Thursday, December 17, 2009

Thawing out in Truckee

With today's high in the 40's(last week was -15 in Hirschdale) rising barometer and slightly overcast skies, I figured it would be a good day to hit the river. Winter fishing can sometimes be a drag staring at your indicator for the slightest twitch, but today I saw steady action with occasional rainbows to lots of the dreaded white fish. All of the river is in good shape below Boca with most of the anchor ice gone. Their was a nice Baetis hatch in the afternoon, but no fish on the surface. All fish today took either a Midge Pupae, Baetis Nymph, or Baetis Emerger in sz#18.

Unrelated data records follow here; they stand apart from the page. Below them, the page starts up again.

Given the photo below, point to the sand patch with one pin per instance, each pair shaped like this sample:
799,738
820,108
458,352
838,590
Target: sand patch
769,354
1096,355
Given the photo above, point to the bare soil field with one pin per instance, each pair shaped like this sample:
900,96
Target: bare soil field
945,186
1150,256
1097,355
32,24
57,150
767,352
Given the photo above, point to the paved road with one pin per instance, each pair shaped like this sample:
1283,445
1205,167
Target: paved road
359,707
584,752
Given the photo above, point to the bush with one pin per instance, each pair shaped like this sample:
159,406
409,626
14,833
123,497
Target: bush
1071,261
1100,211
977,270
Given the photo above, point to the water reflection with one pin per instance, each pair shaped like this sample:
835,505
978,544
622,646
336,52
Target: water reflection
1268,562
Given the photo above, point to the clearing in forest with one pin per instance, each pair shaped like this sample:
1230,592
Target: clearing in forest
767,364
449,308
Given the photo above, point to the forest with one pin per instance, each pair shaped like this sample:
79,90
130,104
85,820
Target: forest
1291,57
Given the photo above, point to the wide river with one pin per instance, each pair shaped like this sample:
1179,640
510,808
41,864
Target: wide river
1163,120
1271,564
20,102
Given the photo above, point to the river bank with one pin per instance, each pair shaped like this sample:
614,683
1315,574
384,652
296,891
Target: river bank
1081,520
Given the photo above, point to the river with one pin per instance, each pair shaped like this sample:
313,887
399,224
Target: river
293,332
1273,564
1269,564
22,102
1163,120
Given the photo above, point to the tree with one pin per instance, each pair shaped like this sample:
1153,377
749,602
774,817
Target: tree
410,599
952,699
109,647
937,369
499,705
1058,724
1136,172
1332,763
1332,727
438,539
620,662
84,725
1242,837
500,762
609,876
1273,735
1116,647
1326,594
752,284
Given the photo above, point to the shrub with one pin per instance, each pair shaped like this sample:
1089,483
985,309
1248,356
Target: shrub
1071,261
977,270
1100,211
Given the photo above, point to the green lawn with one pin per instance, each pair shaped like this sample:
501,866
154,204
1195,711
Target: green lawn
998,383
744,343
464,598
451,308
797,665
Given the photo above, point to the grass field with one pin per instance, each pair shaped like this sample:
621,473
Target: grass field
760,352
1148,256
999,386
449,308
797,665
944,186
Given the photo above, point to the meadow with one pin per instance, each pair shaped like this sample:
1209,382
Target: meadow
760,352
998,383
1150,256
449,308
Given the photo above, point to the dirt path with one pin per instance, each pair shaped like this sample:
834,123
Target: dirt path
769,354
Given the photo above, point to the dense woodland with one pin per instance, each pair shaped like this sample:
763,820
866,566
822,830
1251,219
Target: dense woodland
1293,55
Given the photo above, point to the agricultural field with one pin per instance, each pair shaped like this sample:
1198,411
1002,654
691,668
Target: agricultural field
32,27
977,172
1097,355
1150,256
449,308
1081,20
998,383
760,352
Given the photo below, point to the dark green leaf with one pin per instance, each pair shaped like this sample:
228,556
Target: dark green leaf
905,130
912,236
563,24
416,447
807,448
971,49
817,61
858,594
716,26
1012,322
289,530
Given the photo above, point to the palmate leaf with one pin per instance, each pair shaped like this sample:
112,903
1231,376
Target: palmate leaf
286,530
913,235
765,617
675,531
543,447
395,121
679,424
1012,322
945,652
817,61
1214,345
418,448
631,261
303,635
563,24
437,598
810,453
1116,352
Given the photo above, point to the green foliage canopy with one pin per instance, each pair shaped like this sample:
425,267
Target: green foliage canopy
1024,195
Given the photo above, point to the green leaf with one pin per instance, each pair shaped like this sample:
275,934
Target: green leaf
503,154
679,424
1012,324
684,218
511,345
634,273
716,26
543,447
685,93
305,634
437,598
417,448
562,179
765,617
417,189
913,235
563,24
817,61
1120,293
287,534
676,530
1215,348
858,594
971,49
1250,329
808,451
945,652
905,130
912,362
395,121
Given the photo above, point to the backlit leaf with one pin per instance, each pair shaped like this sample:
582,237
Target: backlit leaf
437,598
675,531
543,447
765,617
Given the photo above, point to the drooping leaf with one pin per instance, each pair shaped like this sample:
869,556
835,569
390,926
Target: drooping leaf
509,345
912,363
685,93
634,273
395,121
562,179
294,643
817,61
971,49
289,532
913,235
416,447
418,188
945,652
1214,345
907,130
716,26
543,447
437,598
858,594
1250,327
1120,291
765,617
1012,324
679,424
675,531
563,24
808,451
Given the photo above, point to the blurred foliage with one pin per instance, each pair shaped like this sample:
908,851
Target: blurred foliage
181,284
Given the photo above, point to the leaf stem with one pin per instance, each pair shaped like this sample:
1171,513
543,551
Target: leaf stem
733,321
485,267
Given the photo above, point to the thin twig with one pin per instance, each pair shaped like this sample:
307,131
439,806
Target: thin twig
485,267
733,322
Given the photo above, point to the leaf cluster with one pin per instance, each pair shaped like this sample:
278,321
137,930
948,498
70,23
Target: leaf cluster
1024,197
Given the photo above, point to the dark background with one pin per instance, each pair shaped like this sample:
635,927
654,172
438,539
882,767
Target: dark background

Wednesday, December 2, 2009

Winter Fishing

A lot of people have never fished for Trout during the Winter months. The Truckee (Ca), and Little Truckee have been opened year round for three years now. I first seriously started Winter fishing when we move down to Reno about six years ago. The Truckee River in Nevada is a great Winter fishery. I have learned a lot since then and spend most of my fishing time in Winter mostly because I am to busy in the Summer and because I love the solitude. Be prepared to get skunked at first, but the fish you do catch in Winter are usually much bigger than the ones in Summer. Here's five simple rules.

#1 Do not fish the same type water you would in the Summer. Winter fish are lethargic, they will not move far to chase a fly.
#2 Do not start at the break of dawn. Water temps are cold in the morning and fish will not get active until the sun penetrates the water and warms the temp some. Winter fish like areas with little current. Look for current that moves like a slow walking pace.
#3 Patience is key. It might take a ton of drifts to get that fish to move on your fly. Instead of changing your flies all the time, work on getting good drifts. Same rule actually applies in the Summer also.
#4 Have a midge box. Winter trout eat midges, period.
#5 Fish during warm fronts. The Sierras are blessed with bright sunny days and high pressure even in Winter. Fish on days that are the warmest and get out a few days after a big storm when the water clears.